Third, the cost of government provided services are rising much faster than inflation in general. Automation is reducing the cost of many private sector supplies and you can’t automate large chucks of tat the government does. There are no productivity gains to be had in them, so their relative cost is rising.

This is Baumol\’s Cost Disease.

And the point isn\’t that services cannot have their productivity improved. It is that productivity improvement in services is more difficult, not impossible.

To take a trivial example, one oft used by myself. There was a time when the cure for a headache was bed rest with a comely maiden gently dabbing the temples with a cloth dipped in cool water. It is aboslutely true that as society gets richer, as average wages increase, then this service will become more expansive. Must do, it is based upon pretty much pure human labour and a useful definition of society getting richer is that labour earns more.

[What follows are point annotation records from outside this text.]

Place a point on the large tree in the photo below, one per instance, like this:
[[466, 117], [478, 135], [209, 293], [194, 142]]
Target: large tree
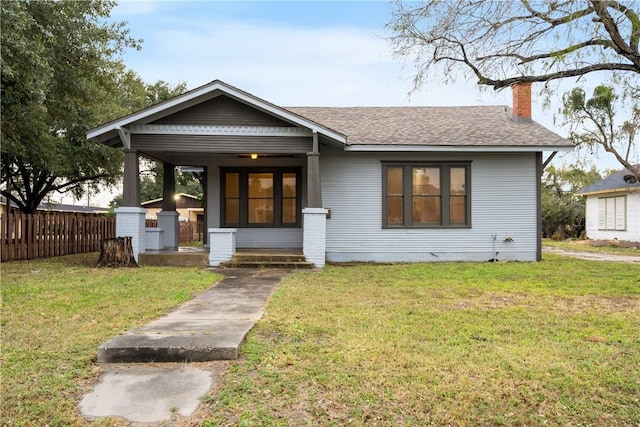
[[62, 74], [507, 42], [593, 123], [563, 213]]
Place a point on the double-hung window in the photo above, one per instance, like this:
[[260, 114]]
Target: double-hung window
[[612, 213], [423, 195], [260, 197]]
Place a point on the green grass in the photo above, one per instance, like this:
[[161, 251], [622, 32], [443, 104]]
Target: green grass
[[57, 311], [577, 246], [549, 343]]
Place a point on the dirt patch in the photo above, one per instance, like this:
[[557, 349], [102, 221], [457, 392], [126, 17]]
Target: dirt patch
[[593, 256]]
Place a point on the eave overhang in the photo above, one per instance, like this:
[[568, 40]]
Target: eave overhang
[[118, 130], [609, 192], [458, 148]]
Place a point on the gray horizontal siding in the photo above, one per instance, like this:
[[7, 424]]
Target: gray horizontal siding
[[220, 144], [503, 203], [222, 111]]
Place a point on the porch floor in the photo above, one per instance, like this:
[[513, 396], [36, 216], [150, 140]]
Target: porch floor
[[193, 256]]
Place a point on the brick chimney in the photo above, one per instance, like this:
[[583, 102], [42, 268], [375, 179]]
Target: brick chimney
[[522, 102]]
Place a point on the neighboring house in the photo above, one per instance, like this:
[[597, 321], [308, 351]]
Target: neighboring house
[[54, 207], [188, 206], [613, 207], [382, 184]]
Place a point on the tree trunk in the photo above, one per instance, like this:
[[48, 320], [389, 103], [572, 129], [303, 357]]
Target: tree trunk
[[116, 252]]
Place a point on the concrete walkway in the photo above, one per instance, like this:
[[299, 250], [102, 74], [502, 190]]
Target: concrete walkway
[[212, 326]]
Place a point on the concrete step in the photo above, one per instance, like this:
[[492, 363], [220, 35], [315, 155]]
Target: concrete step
[[174, 259], [267, 260], [292, 265]]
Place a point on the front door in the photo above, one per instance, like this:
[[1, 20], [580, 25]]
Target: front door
[[261, 197]]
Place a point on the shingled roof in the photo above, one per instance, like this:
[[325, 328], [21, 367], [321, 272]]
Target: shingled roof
[[615, 182], [433, 126]]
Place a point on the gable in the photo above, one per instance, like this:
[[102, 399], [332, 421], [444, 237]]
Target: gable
[[222, 111]]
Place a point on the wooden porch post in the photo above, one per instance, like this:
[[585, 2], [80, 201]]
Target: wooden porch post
[[314, 191], [169, 188], [131, 181], [168, 216]]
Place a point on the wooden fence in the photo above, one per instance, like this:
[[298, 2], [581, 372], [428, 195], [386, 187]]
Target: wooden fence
[[42, 235]]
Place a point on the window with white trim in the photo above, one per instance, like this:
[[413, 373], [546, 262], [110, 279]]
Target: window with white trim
[[426, 195], [260, 197], [612, 213]]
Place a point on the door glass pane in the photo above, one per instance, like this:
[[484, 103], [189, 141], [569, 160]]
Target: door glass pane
[[289, 211], [260, 211], [289, 185], [458, 212], [426, 210], [232, 198], [426, 181], [394, 181], [260, 206], [394, 210], [232, 211], [232, 183], [458, 182], [260, 185]]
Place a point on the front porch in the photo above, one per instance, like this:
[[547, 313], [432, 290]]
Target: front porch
[[261, 175], [265, 258]]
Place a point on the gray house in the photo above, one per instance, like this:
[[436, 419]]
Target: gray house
[[613, 207], [381, 184]]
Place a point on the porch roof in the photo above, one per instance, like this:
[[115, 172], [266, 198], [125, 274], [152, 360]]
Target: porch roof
[[116, 132]]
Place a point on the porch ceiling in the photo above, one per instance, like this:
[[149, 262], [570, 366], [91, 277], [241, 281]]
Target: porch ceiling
[[203, 159]]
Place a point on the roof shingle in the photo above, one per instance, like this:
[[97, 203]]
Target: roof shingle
[[434, 126]]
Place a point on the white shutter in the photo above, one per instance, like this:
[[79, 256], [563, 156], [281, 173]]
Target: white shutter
[[602, 214], [621, 213], [611, 213]]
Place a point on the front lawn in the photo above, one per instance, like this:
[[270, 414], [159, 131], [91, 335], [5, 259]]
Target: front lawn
[[599, 246], [55, 314], [549, 343]]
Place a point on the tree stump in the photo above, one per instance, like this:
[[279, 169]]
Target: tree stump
[[116, 252]]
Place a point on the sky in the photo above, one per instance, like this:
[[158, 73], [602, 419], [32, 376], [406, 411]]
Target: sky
[[291, 53]]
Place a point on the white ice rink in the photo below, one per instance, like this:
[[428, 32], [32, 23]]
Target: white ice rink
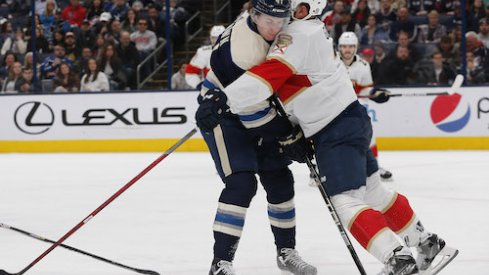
[[164, 221]]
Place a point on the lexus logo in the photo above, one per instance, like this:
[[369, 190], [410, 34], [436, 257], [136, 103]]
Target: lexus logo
[[34, 117]]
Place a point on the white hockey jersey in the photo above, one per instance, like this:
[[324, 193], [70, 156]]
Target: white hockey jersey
[[199, 66], [361, 76], [304, 69]]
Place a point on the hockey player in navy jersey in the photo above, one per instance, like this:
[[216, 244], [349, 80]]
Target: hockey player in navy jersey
[[313, 83], [200, 64], [238, 151], [361, 76]]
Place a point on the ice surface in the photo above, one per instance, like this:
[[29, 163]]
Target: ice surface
[[164, 221]]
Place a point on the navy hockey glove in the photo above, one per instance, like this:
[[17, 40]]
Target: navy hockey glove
[[211, 109], [379, 95], [296, 147]]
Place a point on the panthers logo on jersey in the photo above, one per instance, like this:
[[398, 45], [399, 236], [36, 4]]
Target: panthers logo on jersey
[[283, 42]]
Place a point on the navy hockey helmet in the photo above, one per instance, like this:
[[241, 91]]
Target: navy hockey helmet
[[275, 8]]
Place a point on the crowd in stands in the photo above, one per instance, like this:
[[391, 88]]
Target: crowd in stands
[[83, 45], [95, 45], [414, 42]]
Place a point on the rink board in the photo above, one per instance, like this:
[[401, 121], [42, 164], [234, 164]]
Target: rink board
[[153, 121]]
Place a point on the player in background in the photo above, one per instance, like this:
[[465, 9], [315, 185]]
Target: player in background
[[314, 85], [200, 64], [361, 76], [238, 152]]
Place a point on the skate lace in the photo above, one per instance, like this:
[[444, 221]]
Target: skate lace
[[291, 256], [225, 267]]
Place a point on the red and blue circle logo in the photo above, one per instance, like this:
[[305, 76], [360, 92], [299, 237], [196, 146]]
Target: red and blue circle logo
[[450, 113]]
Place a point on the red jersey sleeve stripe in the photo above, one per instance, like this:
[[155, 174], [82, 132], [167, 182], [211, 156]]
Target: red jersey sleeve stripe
[[273, 71], [293, 87], [191, 69]]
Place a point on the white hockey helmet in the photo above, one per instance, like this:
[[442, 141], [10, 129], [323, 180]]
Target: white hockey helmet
[[217, 30], [316, 7], [348, 38]]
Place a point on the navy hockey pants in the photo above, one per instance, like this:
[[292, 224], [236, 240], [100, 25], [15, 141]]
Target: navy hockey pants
[[342, 150]]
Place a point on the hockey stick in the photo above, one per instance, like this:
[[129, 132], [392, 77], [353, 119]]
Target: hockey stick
[[457, 83], [107, 202], [335, 217], [327, 200], [37, 237]]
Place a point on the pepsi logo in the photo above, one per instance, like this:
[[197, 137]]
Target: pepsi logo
[[450, 113]]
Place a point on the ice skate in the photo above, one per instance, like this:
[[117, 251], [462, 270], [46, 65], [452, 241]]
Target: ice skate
[[385, 175], [400, 263], [434, 255], [221, 267], [290, 261]]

We no longer use this method and not just because of the dreadful shortage of maidens, comely or not, in our modern world. We don\’t use this method because someone automated it.

By inventing aspirin.

Oh, and what system is it that increases productivity? Yup, a market based one. Which is the second part of Baumol\’s teaching. That precisely and exactly because much of what government does is services, services where productivity improvements are more difficult, this is why we need markets in the provision of government services.

18 thoughts on “I do wish Ritchie would learn some economics”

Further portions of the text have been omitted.